El James M. and Cathleen D. Stone Center on Inequality and Shaping the Future of Work del MIT organizó un simposio sobre la importancia de la desigualdad de riqueza.

Este evento reunió a expertos en economía, filosofía, sociología y ciencia política para analizar sus orígenes, mecanismos y consecuencias políticas.

Aspectos clave del simposio

Richard Locke, decano de la MIT Sloan School of Management, dio la bienvenida a los asistentes, subrayando el compromiso del MIT con la colaboración interdisciplinaria y la atención a los problemas más urgentes de la sociedad.

A continuación, se presentan tres conclusiones clave de las discusiones de la tarde.

Influencia política y democracia

La influencia del dinero en la política amenaza la democracia. Hélène Landemore, de la Universidad de Yale, argumentó que la desigualdad de riqueza no es inherentemente problemática, pero se vuelve peligrosa cuando permite una influencia desproporcionada en áreas como el poder político.

Wojciech Kopczuk, de la Universidad de Columbia, coincidió, señalando que la riqueza es un indicador complejo de la desigualdad. Esta refleja contextos institucionales; por ejemplo, redes de seguridad débiles fomentan el ahorro precautorio.

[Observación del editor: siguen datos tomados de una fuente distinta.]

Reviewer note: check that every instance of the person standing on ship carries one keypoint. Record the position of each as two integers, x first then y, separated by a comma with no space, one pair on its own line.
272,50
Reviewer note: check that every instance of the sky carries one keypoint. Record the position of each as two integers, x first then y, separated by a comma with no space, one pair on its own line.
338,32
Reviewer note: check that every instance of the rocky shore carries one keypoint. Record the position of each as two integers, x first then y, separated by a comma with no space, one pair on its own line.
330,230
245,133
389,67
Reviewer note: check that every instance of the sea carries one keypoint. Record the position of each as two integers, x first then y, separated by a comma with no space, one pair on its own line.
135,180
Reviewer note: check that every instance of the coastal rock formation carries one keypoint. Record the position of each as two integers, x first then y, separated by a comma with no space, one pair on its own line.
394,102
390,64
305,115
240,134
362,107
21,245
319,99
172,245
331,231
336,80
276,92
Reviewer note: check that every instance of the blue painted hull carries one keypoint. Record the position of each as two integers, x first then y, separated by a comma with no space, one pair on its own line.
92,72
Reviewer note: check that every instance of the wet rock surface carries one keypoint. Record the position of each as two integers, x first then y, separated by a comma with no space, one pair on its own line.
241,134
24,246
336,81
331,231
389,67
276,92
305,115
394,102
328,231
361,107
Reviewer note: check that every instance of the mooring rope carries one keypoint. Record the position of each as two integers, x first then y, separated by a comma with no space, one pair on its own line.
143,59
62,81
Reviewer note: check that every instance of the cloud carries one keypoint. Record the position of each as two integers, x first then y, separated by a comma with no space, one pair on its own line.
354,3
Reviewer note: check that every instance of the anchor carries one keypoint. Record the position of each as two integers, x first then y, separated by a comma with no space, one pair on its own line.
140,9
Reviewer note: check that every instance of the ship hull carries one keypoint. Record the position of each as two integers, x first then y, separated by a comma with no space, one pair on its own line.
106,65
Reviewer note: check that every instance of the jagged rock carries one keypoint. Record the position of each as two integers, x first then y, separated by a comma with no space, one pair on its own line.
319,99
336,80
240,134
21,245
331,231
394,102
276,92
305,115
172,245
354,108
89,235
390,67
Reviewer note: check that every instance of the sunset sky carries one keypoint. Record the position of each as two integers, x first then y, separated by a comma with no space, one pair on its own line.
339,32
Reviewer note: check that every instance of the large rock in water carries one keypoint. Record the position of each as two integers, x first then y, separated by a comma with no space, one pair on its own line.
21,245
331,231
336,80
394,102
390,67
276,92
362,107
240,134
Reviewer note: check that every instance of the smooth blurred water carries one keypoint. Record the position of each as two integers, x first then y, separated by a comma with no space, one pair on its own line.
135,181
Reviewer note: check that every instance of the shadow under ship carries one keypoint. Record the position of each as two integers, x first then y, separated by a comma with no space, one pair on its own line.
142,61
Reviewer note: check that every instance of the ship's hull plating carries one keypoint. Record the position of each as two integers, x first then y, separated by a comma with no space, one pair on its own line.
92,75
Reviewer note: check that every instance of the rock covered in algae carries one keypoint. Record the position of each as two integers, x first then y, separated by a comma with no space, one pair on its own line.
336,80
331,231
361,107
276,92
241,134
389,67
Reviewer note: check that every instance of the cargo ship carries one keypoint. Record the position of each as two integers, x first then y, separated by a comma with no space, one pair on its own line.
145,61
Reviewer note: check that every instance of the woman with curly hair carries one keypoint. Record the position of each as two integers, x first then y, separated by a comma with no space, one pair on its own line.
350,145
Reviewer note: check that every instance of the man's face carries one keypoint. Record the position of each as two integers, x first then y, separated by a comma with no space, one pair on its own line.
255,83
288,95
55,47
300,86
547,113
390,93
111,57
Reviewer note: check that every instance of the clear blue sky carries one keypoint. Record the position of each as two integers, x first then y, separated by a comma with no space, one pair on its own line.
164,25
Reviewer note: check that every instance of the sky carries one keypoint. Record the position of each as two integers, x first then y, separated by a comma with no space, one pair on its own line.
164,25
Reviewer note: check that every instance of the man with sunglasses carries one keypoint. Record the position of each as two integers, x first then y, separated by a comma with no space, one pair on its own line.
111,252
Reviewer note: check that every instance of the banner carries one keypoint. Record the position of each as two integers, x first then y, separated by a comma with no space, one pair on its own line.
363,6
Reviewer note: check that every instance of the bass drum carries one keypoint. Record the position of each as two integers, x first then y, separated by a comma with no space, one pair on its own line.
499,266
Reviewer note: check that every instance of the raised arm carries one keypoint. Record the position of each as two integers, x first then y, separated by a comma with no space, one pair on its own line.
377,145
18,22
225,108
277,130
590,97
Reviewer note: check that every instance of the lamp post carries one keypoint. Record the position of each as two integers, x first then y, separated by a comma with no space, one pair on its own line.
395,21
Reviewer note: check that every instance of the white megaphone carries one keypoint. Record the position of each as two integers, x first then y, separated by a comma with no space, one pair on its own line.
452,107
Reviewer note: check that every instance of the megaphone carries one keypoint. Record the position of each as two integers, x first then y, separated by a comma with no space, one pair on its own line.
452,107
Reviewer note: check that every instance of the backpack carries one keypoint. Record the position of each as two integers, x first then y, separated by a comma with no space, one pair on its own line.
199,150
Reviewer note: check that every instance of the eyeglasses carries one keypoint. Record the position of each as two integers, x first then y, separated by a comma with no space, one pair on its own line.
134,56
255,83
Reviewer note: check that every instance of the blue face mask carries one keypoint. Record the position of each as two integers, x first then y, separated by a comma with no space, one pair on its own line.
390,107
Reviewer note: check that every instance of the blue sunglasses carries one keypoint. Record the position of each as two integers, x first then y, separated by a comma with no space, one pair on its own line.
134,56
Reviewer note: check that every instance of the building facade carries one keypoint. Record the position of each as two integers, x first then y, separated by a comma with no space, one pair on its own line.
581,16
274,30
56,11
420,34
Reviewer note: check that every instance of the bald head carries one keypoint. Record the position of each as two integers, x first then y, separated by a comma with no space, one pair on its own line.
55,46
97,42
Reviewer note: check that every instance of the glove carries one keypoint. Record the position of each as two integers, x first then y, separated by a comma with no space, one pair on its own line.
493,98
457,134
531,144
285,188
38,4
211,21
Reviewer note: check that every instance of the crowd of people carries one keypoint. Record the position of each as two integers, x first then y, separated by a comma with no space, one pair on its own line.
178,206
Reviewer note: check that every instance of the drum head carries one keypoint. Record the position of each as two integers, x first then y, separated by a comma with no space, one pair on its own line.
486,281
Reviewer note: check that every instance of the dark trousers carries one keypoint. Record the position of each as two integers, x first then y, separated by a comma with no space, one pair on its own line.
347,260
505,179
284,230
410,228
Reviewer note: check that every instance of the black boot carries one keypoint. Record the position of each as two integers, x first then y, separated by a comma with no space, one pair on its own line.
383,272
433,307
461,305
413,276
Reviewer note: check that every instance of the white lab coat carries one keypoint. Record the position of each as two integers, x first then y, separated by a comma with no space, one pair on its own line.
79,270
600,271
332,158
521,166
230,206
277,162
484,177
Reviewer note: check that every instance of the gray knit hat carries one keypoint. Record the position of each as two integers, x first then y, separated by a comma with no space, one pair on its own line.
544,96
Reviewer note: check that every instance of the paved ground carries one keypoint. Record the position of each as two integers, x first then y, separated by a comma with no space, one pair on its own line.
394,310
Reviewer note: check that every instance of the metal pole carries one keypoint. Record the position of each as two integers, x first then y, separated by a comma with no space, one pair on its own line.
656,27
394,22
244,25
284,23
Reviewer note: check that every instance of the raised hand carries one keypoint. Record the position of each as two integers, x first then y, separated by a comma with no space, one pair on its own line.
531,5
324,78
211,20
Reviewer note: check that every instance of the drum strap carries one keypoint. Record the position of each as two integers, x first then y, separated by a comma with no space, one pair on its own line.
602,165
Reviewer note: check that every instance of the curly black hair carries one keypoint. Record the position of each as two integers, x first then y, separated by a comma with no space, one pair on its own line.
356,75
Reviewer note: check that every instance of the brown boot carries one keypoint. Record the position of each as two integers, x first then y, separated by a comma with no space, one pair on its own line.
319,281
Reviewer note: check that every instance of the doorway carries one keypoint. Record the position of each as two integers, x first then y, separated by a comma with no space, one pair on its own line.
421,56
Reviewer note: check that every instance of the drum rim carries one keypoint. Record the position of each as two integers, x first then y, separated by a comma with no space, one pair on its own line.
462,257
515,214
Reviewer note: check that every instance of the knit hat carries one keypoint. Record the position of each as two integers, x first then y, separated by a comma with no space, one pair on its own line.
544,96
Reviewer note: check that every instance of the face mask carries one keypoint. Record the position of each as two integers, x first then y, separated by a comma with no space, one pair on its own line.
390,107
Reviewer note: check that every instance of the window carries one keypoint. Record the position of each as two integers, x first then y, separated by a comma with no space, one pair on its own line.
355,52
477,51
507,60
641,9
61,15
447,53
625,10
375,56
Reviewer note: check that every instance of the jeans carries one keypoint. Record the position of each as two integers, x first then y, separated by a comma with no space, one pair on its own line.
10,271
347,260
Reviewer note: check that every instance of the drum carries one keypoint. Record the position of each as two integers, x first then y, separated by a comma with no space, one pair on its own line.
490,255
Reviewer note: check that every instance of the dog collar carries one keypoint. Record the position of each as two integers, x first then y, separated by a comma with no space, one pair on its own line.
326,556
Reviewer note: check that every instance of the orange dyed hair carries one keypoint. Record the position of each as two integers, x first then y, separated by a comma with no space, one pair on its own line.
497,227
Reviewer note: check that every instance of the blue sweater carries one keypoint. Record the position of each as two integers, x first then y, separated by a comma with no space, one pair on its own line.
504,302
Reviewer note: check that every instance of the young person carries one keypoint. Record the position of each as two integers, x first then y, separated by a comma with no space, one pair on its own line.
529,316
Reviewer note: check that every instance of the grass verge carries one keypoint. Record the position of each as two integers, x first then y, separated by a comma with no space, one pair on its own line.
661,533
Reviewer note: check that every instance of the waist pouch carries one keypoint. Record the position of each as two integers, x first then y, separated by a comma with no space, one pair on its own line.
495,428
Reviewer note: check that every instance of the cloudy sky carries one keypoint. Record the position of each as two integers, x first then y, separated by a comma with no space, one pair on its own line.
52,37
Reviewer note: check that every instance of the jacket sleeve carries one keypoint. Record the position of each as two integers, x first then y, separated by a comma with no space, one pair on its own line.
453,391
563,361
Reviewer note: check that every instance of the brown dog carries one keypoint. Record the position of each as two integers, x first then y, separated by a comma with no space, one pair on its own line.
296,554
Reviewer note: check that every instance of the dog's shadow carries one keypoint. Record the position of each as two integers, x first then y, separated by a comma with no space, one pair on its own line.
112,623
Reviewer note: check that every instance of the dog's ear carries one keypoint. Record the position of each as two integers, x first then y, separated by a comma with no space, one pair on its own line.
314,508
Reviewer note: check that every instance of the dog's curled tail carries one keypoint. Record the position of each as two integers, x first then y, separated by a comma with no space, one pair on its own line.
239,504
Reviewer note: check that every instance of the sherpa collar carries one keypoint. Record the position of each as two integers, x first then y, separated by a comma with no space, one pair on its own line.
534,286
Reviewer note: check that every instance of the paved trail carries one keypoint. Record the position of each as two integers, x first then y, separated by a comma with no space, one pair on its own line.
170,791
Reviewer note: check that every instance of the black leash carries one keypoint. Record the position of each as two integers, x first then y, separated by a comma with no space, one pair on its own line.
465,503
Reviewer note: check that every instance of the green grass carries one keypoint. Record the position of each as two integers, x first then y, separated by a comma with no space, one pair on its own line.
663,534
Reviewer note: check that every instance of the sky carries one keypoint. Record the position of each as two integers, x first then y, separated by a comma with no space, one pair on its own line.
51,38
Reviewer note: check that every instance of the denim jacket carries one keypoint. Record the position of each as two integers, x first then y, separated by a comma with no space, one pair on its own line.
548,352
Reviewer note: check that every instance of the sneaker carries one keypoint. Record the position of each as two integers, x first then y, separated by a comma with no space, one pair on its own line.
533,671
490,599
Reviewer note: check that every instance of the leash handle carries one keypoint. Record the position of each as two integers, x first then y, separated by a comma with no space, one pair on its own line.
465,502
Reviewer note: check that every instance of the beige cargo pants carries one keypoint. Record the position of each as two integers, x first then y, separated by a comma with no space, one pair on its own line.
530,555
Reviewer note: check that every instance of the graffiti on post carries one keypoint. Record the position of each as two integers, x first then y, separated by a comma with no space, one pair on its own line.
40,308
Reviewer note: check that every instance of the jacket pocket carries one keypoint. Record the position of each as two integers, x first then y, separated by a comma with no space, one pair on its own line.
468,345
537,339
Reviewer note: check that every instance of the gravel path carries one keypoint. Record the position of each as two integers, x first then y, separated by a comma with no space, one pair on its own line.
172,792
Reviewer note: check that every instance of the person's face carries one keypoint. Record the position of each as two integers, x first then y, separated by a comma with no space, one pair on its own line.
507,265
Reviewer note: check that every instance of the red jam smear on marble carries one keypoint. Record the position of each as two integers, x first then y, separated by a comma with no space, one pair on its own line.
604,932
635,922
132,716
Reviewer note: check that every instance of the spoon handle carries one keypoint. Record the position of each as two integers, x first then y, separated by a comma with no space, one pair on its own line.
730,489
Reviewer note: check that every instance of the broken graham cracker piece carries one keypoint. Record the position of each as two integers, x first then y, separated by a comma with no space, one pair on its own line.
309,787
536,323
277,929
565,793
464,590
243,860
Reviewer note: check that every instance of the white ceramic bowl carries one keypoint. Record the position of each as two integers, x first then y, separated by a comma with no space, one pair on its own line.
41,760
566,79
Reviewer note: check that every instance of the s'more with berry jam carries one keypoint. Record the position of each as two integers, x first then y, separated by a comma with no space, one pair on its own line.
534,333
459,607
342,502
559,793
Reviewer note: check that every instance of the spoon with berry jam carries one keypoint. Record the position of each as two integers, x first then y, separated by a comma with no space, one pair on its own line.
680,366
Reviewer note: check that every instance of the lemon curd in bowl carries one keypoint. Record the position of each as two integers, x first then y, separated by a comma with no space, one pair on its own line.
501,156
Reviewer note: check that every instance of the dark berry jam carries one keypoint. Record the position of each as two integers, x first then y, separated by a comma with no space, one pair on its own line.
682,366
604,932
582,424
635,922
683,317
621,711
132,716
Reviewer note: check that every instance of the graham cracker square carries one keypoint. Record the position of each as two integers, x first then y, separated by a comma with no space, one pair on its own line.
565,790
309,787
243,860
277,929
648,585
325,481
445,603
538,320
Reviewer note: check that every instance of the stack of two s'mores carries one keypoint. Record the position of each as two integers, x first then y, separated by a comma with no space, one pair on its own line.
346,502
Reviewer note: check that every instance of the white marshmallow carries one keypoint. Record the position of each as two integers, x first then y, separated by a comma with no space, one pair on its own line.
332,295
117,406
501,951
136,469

Landemore explicó que, cuando los ricos dominan las discusiones políticas, algunos grupos son sistemáticamente ignorados, lo que puede llevar a fracasos en las políticas, como se evidenció en las protestas de los chalecos amarillos en Francia.

Desigualdad racial y oportunidades

Las raíces de la desigualdad racial son profundas. Ellora Derenoncourt, de la Universidad de Princeton, explicó que en Estados Unidos, la brecha de riqueza entre negros y blancos es de 6:1. Esto significa que, por cada dólar de riqueza de un estadounidense blanco promedio, un estadounidense negro promedio posee solo 0.17 dólares.

Aunque se igualaran las oportunidades de acumulación de riqueza, el cierre de esta brecha tomaría siglos, debido a la magnitud del problema original.

Alexandra Killewald, de la Universidad de Michigan, agregó que esta brecha se reproduce en cada generación a través de desigualdades en educación, salarios y acceso a la propiedad de vivienda.

Desigualdad y autoritarismo

La desigualdad alta y el autoritarismo se refuerzan mutuamente. Daron Acemoglu, del MIT, describió cómo el aumento de la desigualdad va de la mano con el debilitamiento de la democracia. La desigualdad puede erosionar la legitimidad de las democracias.

Acemoglu argumentó que esta desigualdad es tanto una causa como un efecto del fracaso de la democracia liberal en ofrecer prosperidad compartida.

Finalmente, David Yang, de Harvard, explicó que una vez que el autoritarismo se establece, los regímenes continúan produciendo desigualdad, respondiendo principalmente a aquellos que representan la mayor amenaza para su supervivencia.